Dubai debt default concerns rippled through world markets for a second day on Friday, but the exodus from equities and rush to the safe-haven dollar slowed as investors discounted contagion.
US stocks initially fell more than 2 percent New York, the first day of trading after Dubai on Wednesday said it would ask creditors of two flagship firms, including conglomerate Dubai World, for a standstill on debt payments as part of a restructuring.
The potential magnitude of the event, measured by Dubai World's $59 billion in debt, unhinged markets on concern that the hangover from the credit-driven property boom may hold more harsh surprises for banks.
US and European stocks edged off lows or rose later in trading, however, signaling some investors expected the event would not derail a recovery.
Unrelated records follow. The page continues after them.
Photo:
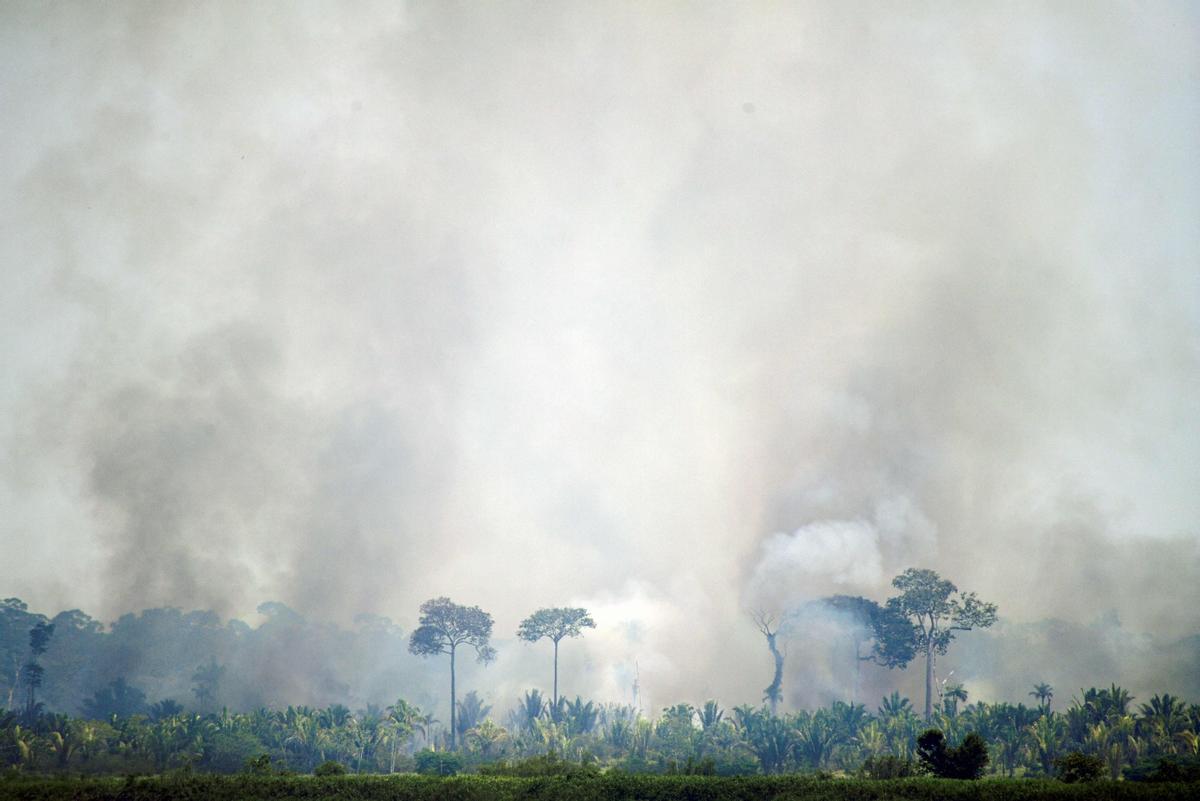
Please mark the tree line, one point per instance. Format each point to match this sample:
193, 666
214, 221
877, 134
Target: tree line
118, 729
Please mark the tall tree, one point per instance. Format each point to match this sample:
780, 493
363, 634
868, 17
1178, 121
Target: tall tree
1044, 693
33, 673
888, 633
444, 626
555, 625
936, 609
768, 625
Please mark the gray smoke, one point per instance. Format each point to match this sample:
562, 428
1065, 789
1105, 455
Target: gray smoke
661, 312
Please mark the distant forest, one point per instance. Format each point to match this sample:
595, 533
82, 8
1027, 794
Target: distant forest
78, 698
195, 658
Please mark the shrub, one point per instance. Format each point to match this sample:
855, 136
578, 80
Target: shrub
545, 765
438, 763
888, 766
967, 760
329, 768
1165, 769
1078, 766
261, 764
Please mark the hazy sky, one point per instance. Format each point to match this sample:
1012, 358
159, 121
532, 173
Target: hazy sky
664, 309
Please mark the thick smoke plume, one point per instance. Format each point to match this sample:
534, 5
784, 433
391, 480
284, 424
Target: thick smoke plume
664, 312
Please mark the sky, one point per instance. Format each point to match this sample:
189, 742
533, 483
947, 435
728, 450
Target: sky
672, 312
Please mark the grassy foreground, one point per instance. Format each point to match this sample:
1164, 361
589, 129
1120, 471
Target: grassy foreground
612, 787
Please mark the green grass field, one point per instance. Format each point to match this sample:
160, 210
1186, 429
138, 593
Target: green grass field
611, 787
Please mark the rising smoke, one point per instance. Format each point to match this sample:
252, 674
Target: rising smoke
661, 312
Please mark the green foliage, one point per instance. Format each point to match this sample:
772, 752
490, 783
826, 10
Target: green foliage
555, 624
550, 764
967, 760
329, 768
1165, 769
607, 787
445, 625
1078, 766
888, 766
438, 763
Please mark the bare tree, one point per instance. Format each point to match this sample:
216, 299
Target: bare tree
768, 624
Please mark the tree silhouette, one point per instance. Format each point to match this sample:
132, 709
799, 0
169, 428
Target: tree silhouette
444, 626
928, 601
768, 625
555, 625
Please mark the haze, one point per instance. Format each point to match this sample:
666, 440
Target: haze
664, 311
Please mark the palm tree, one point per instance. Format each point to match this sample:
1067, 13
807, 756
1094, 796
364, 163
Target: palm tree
1164, 717
1044, 693
472, 711
711, 715
894, 705
1044, 736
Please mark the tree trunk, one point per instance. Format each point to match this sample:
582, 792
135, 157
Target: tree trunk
454, 726
858, 672
775, 690
929, 679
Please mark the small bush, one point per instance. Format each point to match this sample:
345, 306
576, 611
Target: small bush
438, 763
967, 760
545, 765
259, 765
329, 768
1078, 766
1165, 769
888, 766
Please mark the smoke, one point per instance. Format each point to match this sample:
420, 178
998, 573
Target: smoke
355, 306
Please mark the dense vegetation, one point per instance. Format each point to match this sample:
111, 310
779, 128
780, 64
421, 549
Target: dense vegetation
600, 787
1101, 733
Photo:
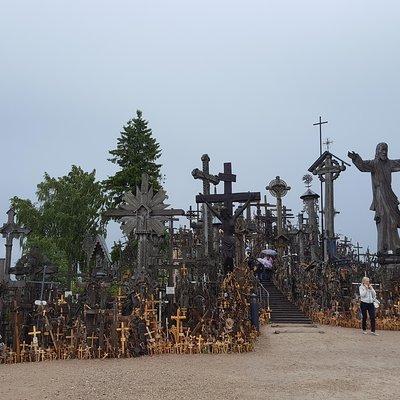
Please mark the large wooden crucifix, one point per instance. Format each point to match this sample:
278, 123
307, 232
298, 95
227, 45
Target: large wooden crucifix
226, 214
10, 231
207, 179
144, 215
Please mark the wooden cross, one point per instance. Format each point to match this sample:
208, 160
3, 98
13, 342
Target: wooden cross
120, 297
320, 123
123, 329
328, 143
149, 334
72, 337
61, 301
178, 328
206, 178
34, 333
92, 338
228, 197
184, 270
10, 231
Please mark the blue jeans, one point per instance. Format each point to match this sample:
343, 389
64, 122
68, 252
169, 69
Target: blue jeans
370, 308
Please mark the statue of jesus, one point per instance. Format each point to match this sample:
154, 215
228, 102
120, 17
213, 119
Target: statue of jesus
385, 202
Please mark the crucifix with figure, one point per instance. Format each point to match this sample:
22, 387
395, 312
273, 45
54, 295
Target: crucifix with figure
207, 178
226, 214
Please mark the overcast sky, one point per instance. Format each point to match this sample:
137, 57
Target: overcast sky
241, 81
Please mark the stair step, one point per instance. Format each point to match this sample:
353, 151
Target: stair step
282, 310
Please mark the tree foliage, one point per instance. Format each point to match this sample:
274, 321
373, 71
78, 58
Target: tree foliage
137, 152
68, 209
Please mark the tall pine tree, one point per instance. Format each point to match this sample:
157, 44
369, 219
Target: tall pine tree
137, 152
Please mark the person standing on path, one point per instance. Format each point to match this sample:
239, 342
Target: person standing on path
367, 297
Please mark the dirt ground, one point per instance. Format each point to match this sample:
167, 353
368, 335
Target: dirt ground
298, 363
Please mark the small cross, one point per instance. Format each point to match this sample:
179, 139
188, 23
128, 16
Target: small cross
72, 337
92, 338
34, 333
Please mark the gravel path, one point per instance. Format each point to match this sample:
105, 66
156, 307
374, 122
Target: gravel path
298, 363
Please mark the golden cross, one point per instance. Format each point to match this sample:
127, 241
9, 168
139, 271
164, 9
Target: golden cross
184, 270
61, 300
92, 338
72, 337
122, 329
34, 333
178, 318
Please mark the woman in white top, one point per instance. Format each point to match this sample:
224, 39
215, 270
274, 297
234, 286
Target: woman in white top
367, 297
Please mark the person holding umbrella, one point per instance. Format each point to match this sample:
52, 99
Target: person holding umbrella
266, 265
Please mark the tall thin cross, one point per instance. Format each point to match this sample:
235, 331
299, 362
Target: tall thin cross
328, 143
207, 178
10, 231
320, 123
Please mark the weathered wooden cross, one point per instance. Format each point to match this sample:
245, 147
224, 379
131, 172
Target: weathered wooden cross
227, 216
10, 231
207, 178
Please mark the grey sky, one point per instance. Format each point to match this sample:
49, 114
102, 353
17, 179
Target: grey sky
242, 81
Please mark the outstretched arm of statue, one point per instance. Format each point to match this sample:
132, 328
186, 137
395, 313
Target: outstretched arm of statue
362, 165
395, 165
239, 210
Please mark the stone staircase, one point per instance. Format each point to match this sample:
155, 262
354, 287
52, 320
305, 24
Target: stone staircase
282, 310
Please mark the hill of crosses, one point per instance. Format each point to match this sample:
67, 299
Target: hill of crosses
202, 280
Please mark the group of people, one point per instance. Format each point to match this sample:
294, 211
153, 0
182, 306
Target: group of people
263, 267
368, 304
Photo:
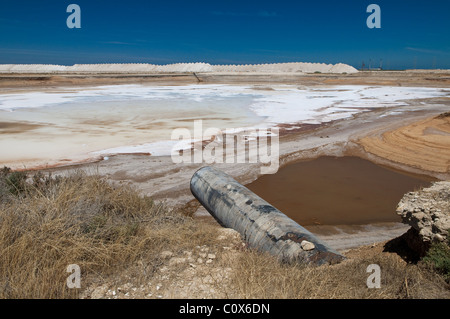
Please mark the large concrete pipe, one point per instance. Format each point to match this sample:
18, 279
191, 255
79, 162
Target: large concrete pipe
263, 226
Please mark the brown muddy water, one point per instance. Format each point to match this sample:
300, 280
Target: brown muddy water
337, 191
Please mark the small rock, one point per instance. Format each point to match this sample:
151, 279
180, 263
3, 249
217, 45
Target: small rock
166, 254
176, 261
306, 245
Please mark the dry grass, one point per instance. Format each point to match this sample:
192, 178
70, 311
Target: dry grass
83, 220
261, 276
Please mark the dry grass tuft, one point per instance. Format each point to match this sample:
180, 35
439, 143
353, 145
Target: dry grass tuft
260, 276
51, 223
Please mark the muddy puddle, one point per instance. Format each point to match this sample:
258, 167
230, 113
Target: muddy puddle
337, 191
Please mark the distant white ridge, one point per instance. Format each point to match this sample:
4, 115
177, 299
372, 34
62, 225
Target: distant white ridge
295, 67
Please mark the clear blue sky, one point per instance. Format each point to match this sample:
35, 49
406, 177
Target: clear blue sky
413, 33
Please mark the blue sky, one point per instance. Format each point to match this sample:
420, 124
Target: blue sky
412, 34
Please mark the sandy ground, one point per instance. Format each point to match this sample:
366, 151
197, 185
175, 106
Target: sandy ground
160, 178
424, 144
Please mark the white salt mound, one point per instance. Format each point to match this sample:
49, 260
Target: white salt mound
296, 67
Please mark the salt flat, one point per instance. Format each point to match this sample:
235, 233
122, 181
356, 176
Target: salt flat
75, 124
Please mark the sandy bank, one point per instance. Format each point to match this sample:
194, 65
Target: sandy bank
424, 144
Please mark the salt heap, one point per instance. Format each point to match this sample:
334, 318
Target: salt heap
296, 67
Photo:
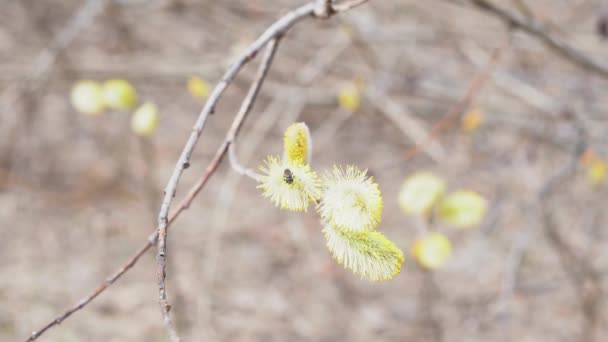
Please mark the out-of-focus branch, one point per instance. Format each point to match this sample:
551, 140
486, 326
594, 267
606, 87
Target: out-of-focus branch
585, 279
536, 29
47, 57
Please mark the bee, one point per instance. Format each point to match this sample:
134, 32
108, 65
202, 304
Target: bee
288, 176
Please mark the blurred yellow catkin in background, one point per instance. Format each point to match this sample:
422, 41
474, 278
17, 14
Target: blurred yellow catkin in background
119, 94
432, 250
471, 120
419, 192
349, 96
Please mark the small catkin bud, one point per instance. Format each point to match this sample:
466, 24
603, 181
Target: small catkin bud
198, 88
119, 94
367, 253
462, 209
420, 192
87, 97
349, 97
297, 143
432, 251
144, 121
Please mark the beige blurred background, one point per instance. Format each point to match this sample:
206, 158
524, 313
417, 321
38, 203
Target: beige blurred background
80, 194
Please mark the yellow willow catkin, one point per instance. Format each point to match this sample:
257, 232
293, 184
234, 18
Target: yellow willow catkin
367, 253
297, 143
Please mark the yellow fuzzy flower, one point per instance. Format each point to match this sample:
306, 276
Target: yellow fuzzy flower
419, 192
350, 200
349, 97
432, 251
462, 209
297, 143
289, 185
367, 253
119, 94
198, 87
87, 97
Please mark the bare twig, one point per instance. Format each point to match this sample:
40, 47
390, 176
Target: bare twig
536, 29
585, 279
238, 167
474, 88
404, 120
230, 137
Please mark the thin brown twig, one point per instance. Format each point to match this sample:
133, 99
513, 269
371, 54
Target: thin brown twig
536, 29
474, 88
274, 31
585, 279
151, 241
244, 110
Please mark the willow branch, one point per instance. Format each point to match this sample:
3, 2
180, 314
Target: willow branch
230, 137
272, 33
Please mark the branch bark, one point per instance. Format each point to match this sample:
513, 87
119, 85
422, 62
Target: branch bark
269, 37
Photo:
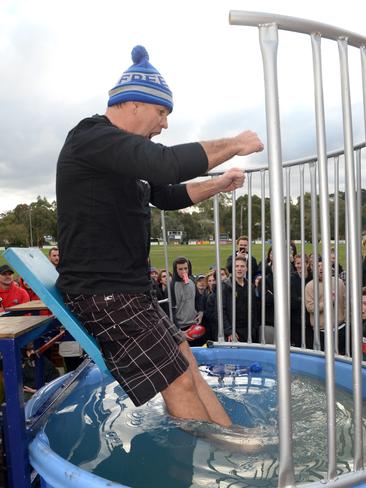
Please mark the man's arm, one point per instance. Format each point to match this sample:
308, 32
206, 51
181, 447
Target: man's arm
229, 181
222, 150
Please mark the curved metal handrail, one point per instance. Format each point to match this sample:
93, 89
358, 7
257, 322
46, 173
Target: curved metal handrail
294, 24
295, 162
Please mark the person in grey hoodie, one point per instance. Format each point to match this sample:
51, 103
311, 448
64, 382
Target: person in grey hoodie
186, 302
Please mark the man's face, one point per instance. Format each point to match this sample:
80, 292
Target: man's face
182, 269
164, 278
201, 284
243, 246
154, 275
150, 119
54, 257
211, 281
298, 264
6, 279
240, 269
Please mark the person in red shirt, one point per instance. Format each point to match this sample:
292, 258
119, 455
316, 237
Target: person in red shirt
10, 293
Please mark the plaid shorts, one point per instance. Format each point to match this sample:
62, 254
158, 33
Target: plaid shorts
138, 341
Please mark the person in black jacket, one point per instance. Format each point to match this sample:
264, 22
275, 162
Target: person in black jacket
296, 303
108, 173
242, 246
243, 288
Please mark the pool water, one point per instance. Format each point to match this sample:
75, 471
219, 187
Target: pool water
100, 430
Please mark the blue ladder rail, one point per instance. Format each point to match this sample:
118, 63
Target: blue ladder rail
33, 266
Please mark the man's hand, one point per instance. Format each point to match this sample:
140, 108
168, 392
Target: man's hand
249, 143
231, 180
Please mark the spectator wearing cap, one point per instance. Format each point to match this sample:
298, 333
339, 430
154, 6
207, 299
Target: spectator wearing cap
242, 249
162, 290
186, 303
154, 273
201, 296
311, 306
54, 256
10, 293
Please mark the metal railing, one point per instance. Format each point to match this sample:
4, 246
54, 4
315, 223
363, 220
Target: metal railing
314, 172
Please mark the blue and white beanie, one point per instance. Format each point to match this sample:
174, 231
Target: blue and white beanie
141, 83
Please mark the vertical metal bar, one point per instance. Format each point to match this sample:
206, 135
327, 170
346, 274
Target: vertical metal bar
314, 234
249, 257
348, 286
268, 35
325, 236
221, 337
263, 232
166, 260
288, 218
336, 248
233, 273
363, 71
359, 205
302, 233
354, 246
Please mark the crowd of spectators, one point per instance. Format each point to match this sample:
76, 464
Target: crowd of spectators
194, 298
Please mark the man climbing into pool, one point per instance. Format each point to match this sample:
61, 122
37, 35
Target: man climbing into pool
108, 172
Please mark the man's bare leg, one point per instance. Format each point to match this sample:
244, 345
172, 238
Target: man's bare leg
182, 400
208, 398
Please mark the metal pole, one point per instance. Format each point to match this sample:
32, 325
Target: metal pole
221, 337
288, 219
325, 236
233, 271
302, 232
336, 248
30, 226
314, 233
268, 35
263, 232
166, 260
354, 246
363, 70
249, 340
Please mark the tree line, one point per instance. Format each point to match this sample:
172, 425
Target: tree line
27, 225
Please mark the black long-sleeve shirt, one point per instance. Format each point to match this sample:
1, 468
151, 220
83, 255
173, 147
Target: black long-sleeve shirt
106, 178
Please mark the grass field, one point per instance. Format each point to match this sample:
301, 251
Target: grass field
202, 257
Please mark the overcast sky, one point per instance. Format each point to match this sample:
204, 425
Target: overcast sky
59, 59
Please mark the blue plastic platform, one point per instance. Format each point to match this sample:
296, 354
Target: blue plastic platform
33, 266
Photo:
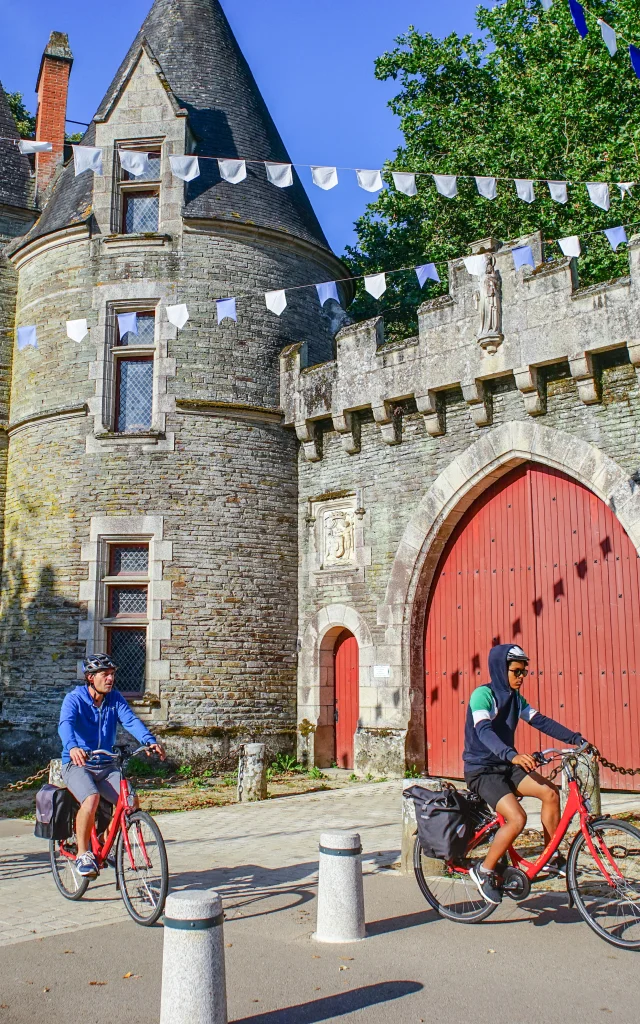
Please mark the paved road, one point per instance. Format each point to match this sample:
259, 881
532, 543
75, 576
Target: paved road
530, 964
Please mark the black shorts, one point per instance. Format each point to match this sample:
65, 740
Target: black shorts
494, 783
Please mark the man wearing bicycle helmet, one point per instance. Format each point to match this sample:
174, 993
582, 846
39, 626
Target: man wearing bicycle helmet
496, 771
89, 718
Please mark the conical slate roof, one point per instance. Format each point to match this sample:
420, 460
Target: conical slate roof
15, 180
198, 54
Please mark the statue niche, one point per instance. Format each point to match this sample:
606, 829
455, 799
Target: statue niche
487, 299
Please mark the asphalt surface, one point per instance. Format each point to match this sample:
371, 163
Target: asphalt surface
531, 964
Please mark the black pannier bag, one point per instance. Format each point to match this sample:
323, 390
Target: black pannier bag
55, 813
446, 820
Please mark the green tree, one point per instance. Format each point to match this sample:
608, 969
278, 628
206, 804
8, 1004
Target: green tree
527, 98
25, 121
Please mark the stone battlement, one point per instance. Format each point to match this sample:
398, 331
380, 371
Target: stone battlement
540, 317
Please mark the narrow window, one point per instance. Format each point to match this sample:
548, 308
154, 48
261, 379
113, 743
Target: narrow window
126, 600
139, 196
134, 377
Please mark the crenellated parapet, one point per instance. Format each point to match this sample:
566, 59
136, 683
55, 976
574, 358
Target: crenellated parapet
499, 323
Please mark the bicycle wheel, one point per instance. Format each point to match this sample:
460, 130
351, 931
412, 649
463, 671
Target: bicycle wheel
143, 877
453, 894
70, 883
611, 910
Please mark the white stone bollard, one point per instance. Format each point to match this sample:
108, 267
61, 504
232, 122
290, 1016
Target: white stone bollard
252, 773
194, 987
340, 895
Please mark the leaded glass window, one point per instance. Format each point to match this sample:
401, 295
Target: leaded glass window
134, 398
140, 212
128, 649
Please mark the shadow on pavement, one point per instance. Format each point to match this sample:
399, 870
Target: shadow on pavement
335, 1006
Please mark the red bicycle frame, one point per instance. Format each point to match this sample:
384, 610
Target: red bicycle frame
100, 852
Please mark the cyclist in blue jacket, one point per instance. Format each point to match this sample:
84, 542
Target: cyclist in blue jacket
495, 770
89, 718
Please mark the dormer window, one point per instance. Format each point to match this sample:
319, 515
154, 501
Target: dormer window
138, 195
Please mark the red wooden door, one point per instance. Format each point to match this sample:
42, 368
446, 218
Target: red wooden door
541, 561
347, 705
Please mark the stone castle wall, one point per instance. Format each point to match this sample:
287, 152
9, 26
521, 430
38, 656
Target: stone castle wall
403, 435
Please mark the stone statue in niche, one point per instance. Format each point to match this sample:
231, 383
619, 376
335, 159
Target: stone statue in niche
488, 301
339, 537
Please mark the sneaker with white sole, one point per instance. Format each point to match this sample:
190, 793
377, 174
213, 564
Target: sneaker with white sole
86, 865
487, 884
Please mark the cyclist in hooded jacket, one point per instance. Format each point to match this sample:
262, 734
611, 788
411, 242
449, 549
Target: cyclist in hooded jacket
496, 771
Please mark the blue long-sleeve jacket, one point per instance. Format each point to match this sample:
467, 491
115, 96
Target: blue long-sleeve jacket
85, 725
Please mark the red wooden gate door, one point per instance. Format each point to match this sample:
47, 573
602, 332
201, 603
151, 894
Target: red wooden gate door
541, 561
347, 705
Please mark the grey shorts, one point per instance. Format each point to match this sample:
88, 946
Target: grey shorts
84, 781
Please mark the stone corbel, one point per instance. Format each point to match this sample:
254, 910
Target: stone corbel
581, 367
634, 355
527, 383
390, 424
305, 432
432, 412
347, 425
479, 402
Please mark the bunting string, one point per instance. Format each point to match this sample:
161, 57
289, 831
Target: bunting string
275, 301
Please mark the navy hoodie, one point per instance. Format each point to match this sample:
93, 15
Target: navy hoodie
493, 715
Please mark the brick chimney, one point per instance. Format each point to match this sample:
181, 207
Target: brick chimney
52, 86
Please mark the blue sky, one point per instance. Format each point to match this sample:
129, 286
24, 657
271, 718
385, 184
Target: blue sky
313, 60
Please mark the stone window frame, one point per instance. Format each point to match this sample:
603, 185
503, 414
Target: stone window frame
130, 297
124, 186
103, 532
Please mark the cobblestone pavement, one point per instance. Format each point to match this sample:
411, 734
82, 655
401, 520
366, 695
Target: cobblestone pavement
247, 851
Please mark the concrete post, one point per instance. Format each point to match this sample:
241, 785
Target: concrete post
340, 896
252, 773
194, 988
589, 774
410, 826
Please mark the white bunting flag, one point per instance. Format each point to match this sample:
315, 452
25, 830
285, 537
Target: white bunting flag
426, 272
28, 145
127, 324
370, 180
376, 285
87, 158
446, 184
486, 186
557, 190
27, 336
185, 168
325, 177
404, 182
327, 291
570, 246
232, 170
475, 264
225, 308
134, 163
599, 194
608, 36
177, 315
77, 330
615, 236
280, 174
275, 301
524, 188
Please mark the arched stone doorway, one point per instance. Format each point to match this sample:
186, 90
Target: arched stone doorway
540, 560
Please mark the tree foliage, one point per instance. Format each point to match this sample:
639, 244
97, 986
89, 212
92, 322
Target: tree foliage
25, 121
527, 98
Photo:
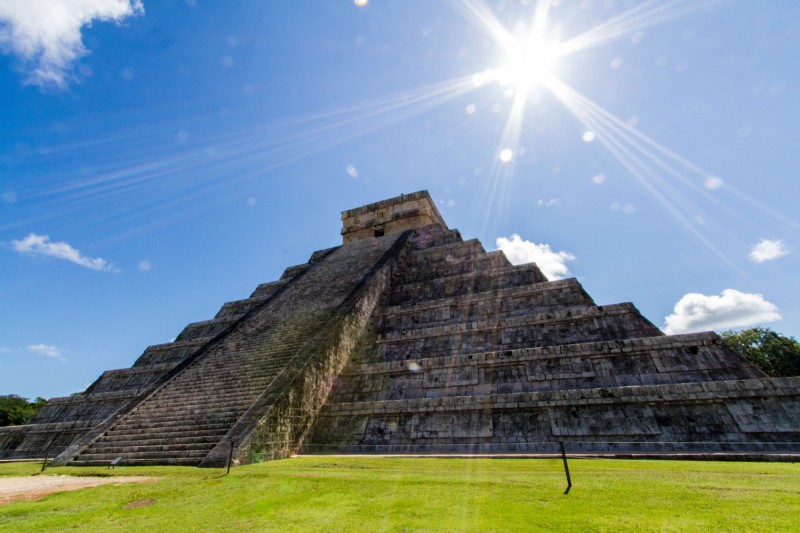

Europe actually closed higher while the US ended well off its lows.
"What we've seen is that once the dust settles, some of the markets that were hardest hit have rebounded," said David Katz, chief investment officer at Matrix Asset Advisors in New York. "It's a scare to the markets, but the U.S. has less exposure to Dubai than Middle Eastern and European banks."
The MSCI world equity index fell 0.8 percent after tumbling 1.3 percent to its lowest in 2-1/2 weeks, with the benchmark on track for a second consecutive weekly loss.
The MSCI since October has had trouble extending the rally that began in March as investors have raced to lock in gains ahead of year-end accounting.
The index is still up about 70 percent since early March.
Dubai struggled to ease fears of debt default by saying on Thursday its profitable DP World , which runs 49 ports around the world, would not be involved in the restructuring. DP World, which has $3.25 billion outstanding bonds, is majority owned by Dubai World but has shares listed on NASDAQDubai.
The emirate is a center for investment and a major source of capital for Western markets.
Investor appetite for risky assets bounced from a 23 percent drop on Thursday, with the VDAX-NEW volatility index down 3.3 percent.
The higher the index, which is based on sell and buy options on Frankfurt's top 30 stocks, the lower the market's desire to take risk.
The U.S. market volatility index declined 9 percent from its open, but at 23.61 remained 15 percent above its close on Wednesday.
U.S. markets were closed on Thursday for the Thanksgiving Day holiday.
In currencies, the dollar rose as fears of a possible Dubai debt default sent investors into safe havens. The dollar rose against a basket of major currencies , up 0.15 percent at 74.938.spacer
"A combination of systemic risk fears and thin market liquidity due to the U.S. holiday season has proven to be a combustible mix and several currencies or currency blocs are feeling the impact," UBS currency analysts wrote in a note.
"The wider fallout has simply revealed how fragile both markets and risk appetite still are," they said.
The yen hit a 14-year high against the dollar before retreating when the Bank of Japan stepped close to currency intervention by checking exchange rates with commercial banks.
The dollar climbed 0.34 percent to 86.77 yen, while the euro fell 0.23 percent at $1.4976.
Commodity prices extended previous session's steep losses, with crude oil under pressure. U.S. light sweet crude oil fell $2.66, or 3.41 percent, to $75.30 per barrel. Spot gold fell $18.70, or 1.57 percent, to $1173.90.